Although black students make up 16 percent of total school enrollment in New Jersey, they were 43.7 percent of those who received one or more out-of-school suspensions during the 2013-2014 school year, according to a new report.
The, "Bring Our Children Home: A Prison-to-School Pipeline for New Jersey's Youth," released on Wednesday by the New Jersey Institute for Social Justice, shows that black students are disproportionately represented in numerous types of disciplinary actions reported to the U.S. Department of Education's Office of Civil Rights. For instance, the report found that African-American students made up 35.3 percent of students getting an in-school suspension, 37 percent of those expelled, 34.5 percent of school-related arrests, and 31.4 percent of referrals to law enforcement.
"These racial disparities do not reflect greater culpability of black children than their white peers, as black and white youth commit most offenses at similar rates," said Andrea McChristian, the primary author of the report and the institute's associate counsel. "Rather, these disparities exist, in part, because of our schools' inability to see black children as children. Our new youth justice system must view all children as children, and provide them with the grace, compassion, and support they need."
In issuing the report, the institute again called for the immediate closure of the state's only youth prison for girls, the Female Secure Care and Intake Facility, or Hayes, which is now on the site of the former Bordentown School, which was an elite public boarding school for blacks for more than 50 years before being closed by the state in the 1950s.
Shortly before leaving office, former Gov. Chris Christie announced plans to close Hayes and the New Jersey Training School for Boys, also known as Jamesburg, and replace them with two smaller youth rehabilitation centers. NJISJ is seeking to speed up this closure.
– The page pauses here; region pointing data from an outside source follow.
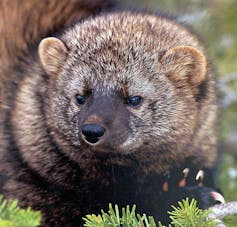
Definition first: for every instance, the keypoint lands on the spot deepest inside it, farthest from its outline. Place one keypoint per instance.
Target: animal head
(123, 84)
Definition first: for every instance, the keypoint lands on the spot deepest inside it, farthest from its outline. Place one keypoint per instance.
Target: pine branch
(218, 212)
(187, 214)
(11, 215)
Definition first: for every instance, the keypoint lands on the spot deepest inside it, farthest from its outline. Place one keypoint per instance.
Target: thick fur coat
(110, 109)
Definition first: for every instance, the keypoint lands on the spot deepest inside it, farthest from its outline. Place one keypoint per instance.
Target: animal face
(117, 97)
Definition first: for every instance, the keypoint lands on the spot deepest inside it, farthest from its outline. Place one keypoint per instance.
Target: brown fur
(45, 161)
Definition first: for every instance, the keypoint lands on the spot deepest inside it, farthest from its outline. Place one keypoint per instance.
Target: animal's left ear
(52, 54)
(185, 63)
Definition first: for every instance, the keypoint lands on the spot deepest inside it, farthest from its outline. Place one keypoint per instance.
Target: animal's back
(111, 110)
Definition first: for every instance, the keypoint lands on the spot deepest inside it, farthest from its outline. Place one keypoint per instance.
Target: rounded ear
(186, 63)
(52, 53)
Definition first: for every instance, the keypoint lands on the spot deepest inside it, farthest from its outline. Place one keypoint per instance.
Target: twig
(222, 210)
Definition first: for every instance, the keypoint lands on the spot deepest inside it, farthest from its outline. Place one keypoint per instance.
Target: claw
(182, 183)
(200, 176)
(185, 172)
(165, 186)
(218, 197)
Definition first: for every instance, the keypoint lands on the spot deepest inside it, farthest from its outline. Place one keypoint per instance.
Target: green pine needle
(185, 215)
(11, 215)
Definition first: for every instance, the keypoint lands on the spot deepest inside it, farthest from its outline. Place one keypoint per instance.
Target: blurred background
(215, 21)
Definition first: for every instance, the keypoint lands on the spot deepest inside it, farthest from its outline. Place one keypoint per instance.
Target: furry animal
(120, 108)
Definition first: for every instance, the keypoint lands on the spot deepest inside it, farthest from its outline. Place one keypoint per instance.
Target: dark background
(215, 21)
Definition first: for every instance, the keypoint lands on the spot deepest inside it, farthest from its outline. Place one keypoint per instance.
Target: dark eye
(134, 100)
(80, 99)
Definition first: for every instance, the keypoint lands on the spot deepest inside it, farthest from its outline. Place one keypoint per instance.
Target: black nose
(92, 132)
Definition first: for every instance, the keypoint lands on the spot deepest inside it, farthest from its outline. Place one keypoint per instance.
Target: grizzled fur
(45, 161)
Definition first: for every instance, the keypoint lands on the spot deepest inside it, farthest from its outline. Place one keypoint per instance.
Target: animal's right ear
(52, 54)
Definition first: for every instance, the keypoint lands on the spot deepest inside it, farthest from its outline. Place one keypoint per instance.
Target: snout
(92, 133)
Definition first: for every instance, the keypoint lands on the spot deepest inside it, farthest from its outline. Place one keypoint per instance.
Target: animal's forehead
(127, 32)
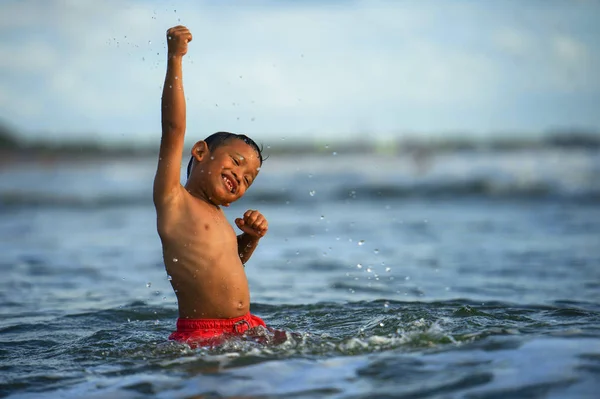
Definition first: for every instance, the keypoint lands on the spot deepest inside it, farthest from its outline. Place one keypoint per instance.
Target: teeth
(229, 183)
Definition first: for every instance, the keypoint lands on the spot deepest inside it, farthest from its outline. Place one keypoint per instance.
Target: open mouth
(231, 184)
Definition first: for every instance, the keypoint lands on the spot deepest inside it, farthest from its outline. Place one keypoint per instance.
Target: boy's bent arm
(173, 112)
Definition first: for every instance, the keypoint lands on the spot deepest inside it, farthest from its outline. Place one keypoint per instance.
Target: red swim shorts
(213, 332)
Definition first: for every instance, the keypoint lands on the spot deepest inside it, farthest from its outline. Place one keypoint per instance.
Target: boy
(202, 254)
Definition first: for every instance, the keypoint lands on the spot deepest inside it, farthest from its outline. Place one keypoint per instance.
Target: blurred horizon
(289, 72)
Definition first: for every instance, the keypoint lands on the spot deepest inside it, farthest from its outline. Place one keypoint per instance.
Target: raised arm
(167, 182)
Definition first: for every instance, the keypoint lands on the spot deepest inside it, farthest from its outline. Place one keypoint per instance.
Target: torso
(201, 256)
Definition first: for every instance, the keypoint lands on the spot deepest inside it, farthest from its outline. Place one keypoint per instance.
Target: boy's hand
(177, 39)
(253, 223)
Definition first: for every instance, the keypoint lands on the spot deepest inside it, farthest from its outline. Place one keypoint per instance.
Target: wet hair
(218, 139)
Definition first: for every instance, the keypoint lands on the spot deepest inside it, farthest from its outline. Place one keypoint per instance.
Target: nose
(235, 176)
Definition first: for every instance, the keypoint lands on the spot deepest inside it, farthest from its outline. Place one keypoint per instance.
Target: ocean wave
(475, 188)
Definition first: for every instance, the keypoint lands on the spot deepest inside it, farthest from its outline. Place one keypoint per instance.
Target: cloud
(282, 68)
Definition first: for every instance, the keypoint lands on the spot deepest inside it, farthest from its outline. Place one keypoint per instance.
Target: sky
(293, 70)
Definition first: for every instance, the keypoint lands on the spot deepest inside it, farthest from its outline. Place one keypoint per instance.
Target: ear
(200, 150)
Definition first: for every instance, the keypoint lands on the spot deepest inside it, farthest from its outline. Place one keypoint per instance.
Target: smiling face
(223, 175)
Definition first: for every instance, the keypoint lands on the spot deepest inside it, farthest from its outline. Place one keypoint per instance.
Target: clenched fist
(253, 223)
(177, 39)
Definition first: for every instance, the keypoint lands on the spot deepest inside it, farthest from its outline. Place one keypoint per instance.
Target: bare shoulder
(183, 211)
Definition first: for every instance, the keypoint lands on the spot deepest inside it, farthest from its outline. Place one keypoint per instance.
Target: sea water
(475, 274)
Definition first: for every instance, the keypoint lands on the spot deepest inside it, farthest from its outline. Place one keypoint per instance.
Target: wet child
(203, 256)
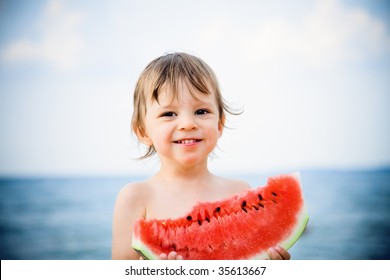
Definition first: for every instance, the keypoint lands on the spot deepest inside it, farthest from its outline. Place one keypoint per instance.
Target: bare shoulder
(130, 205)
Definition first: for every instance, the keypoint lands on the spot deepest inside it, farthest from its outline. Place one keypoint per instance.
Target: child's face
(183, 130)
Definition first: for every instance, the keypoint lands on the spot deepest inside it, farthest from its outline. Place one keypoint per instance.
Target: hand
(278, 253)
(171, 256)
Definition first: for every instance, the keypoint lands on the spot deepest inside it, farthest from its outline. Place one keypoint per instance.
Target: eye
(168, 114)
(202, 112)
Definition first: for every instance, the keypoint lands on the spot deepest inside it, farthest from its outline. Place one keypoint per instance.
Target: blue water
(53, 218)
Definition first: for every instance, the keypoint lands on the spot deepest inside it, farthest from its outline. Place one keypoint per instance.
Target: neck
(170, 172)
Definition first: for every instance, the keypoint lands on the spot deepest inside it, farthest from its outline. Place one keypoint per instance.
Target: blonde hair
(167, 71)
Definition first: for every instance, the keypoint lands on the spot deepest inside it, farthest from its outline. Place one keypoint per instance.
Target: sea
(71, 218)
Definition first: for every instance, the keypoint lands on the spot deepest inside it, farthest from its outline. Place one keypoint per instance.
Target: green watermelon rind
(303, 219)
(147, 254)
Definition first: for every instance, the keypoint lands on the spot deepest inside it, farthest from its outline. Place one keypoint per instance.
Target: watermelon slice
(243, 226)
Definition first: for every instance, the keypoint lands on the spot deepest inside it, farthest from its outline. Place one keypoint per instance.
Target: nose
(187, 122)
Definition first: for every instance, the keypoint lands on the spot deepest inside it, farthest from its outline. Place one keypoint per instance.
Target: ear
(143, 137)
(221, 125)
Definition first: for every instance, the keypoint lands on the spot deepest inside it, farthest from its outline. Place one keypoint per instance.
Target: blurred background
(312, 77)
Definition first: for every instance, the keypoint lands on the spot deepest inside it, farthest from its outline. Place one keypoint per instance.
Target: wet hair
(166, 72)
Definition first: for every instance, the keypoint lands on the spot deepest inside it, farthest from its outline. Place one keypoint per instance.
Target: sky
(311, 76)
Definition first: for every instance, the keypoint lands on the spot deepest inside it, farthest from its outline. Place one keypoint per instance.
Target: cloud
(329, 34)
(60, 43)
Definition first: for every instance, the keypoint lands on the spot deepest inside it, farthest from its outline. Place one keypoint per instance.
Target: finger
(273, 254)
(283, 253)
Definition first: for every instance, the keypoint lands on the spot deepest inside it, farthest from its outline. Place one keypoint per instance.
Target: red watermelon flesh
(243, 226)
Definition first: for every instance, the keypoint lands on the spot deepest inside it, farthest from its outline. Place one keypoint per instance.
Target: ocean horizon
(69, 218)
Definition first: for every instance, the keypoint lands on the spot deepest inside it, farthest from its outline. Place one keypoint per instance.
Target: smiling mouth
(187, 141)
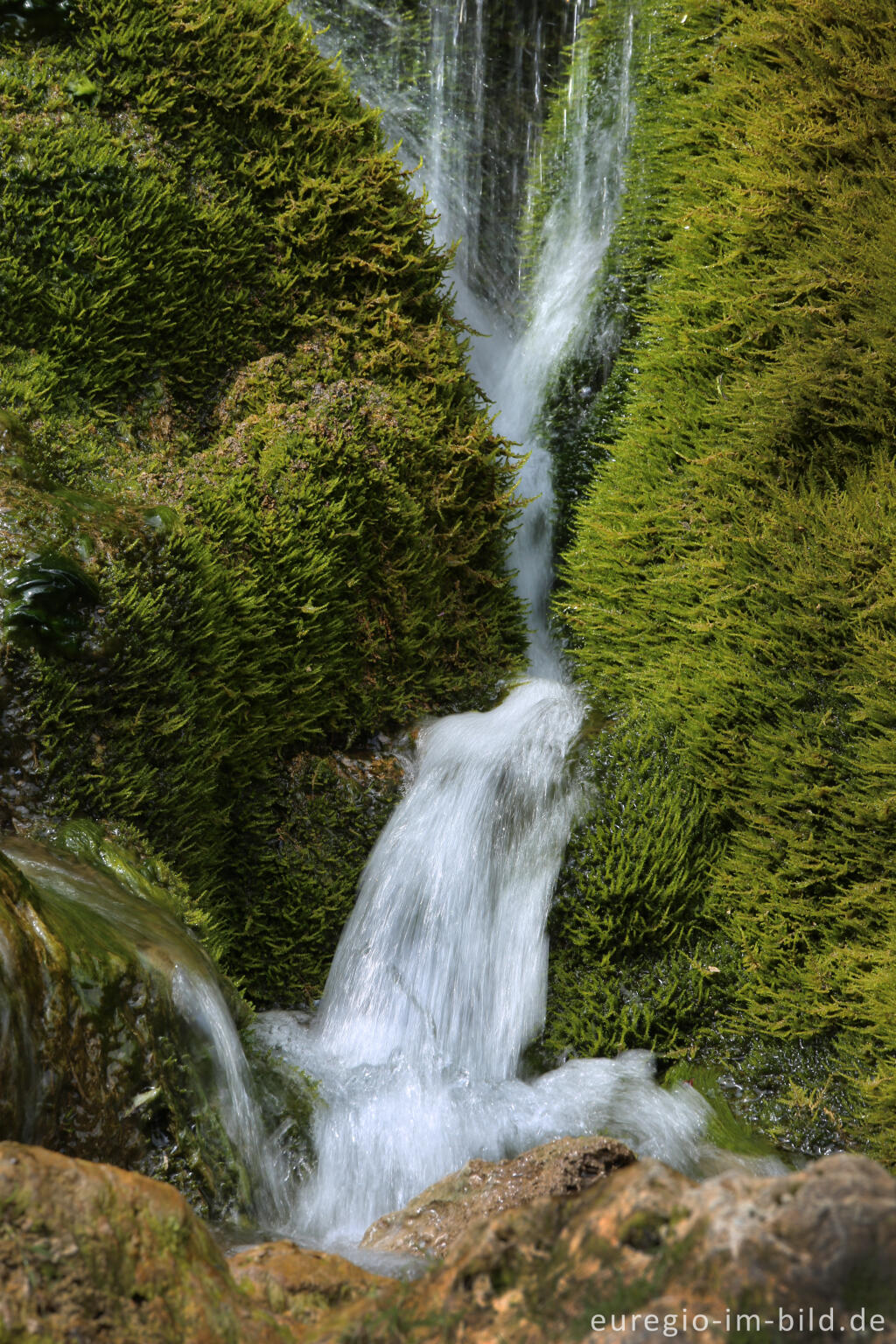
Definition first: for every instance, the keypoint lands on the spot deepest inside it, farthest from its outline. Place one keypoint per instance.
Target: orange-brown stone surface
(437, 1218)
(304, 1284)
(89, 1253)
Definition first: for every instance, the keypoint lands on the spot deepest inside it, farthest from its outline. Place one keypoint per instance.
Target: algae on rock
(730, 576)
(246, 436)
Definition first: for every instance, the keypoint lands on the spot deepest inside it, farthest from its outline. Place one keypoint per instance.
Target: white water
(439, 980)
(168, 953)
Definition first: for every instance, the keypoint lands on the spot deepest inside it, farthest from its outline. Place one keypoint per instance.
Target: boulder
(301, 1283)
(89, 1251)
(647, 1254)
(434, 1221)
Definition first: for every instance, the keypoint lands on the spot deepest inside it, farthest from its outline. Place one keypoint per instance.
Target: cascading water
(441, 976)
(158, 942)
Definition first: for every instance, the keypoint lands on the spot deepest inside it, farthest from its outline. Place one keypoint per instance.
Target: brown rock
(93, 1253)
(304, 1284)
(436, 1219)
(649, 1250)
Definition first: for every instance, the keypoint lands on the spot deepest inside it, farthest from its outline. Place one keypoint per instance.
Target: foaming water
(439, 980)
(165, 949)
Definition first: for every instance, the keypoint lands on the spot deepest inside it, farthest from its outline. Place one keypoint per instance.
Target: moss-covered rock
(107, 1046)
(251, 500)
(730, 582)
(93, 1251)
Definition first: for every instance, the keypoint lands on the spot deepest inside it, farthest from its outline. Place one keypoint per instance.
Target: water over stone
(439, 980)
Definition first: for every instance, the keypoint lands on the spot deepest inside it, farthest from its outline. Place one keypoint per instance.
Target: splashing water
(164, 948)
(441, 976)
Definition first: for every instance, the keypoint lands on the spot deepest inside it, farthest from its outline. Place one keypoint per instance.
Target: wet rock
(107, 1046)
(434, 1221)
(648, 1254)
(89, 1251)
(300, 1283)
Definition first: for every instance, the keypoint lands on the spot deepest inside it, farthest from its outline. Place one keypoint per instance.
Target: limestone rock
(89, 1251)
(649, 1250)
(304, 1284)
(436, 1219)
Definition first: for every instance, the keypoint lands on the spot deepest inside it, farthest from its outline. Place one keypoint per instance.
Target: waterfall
(116, 915)
(441, 976)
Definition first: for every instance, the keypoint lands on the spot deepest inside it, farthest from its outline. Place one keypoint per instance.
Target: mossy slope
(253, 501)
(730, 584)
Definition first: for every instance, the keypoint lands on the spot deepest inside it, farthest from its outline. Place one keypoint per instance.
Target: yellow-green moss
(731, 570)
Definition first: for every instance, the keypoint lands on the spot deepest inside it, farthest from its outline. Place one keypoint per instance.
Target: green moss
(236, 403)
(97, 1057)
(730, 576)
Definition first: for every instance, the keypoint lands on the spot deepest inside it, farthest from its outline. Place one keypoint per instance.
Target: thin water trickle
(164, 948)
(439, 980)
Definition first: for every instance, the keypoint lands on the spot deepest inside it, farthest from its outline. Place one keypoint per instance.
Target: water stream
(439, 980)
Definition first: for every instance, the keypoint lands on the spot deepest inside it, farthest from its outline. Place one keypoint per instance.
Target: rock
(93, 1253)
(89, 1251)
(434, 1221)
(652, 1254)
(105, 1051)
(304, 1284)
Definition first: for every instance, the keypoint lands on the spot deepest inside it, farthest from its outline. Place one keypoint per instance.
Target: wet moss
(730, 574)
(248, 421)
(97, 1058)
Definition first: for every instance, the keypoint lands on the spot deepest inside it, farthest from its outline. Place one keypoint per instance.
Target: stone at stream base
(92, 1253)
(89, 1253)
(300, 1283)
(434, 1221)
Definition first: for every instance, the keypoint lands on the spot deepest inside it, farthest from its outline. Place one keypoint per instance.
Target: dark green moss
(238, 403)
(730, 576)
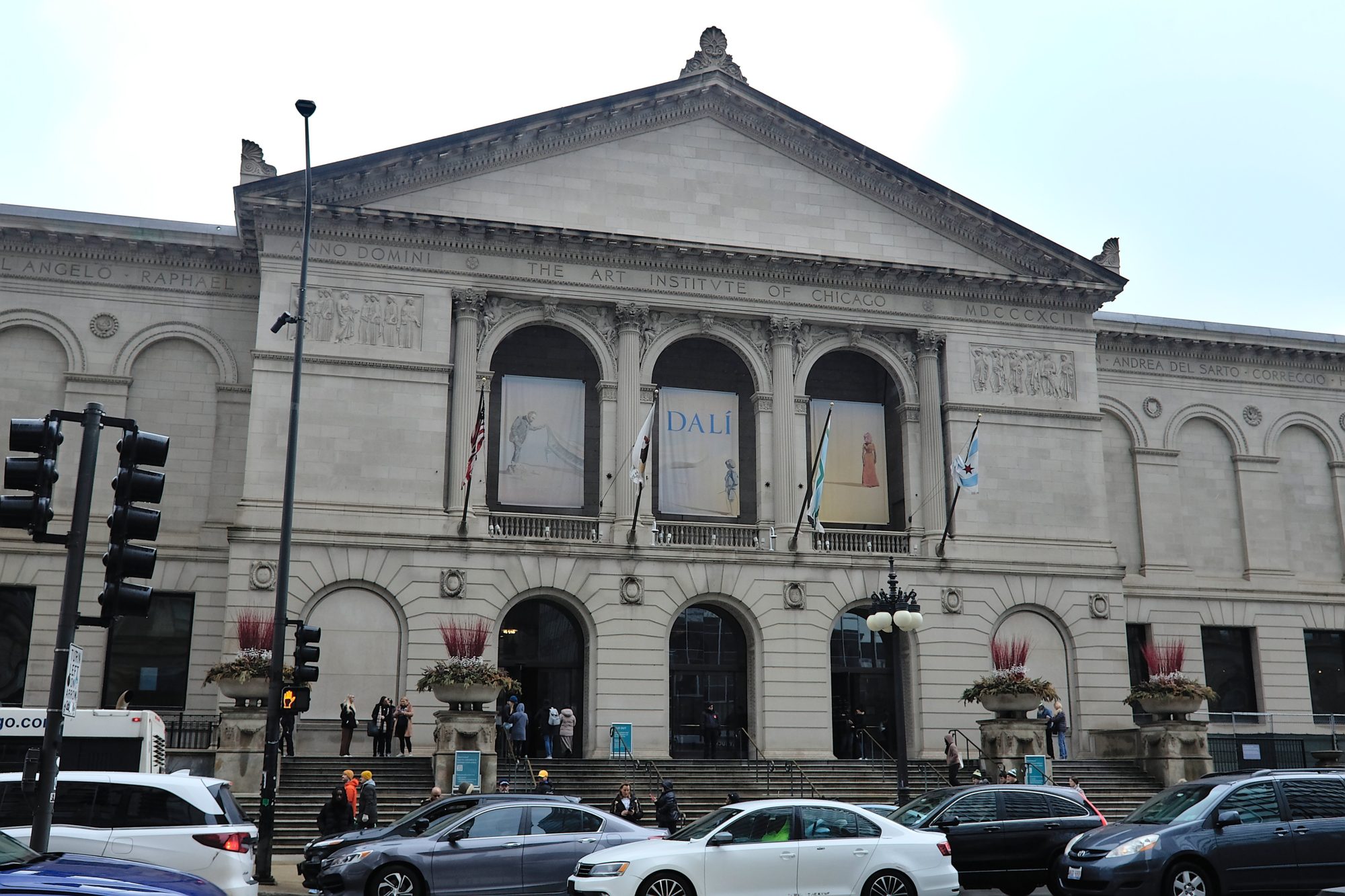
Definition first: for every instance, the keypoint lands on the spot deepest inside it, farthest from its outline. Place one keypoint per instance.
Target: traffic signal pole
(271, 755)
(67, 623)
The institute's report also seeks to have the state build a modern, racially diverse Bordentown School whose curriculum would center around racial and social justice, study the "school-to-prison" pipeline in New Jersey with an emphasis on school districts with high rates of disciplinary actions, and provide more detailed data about suspensions and expulsions by race and gender. A New Jersey Department of Education spokesman said the DOE plans to include that data on next year's school report cards.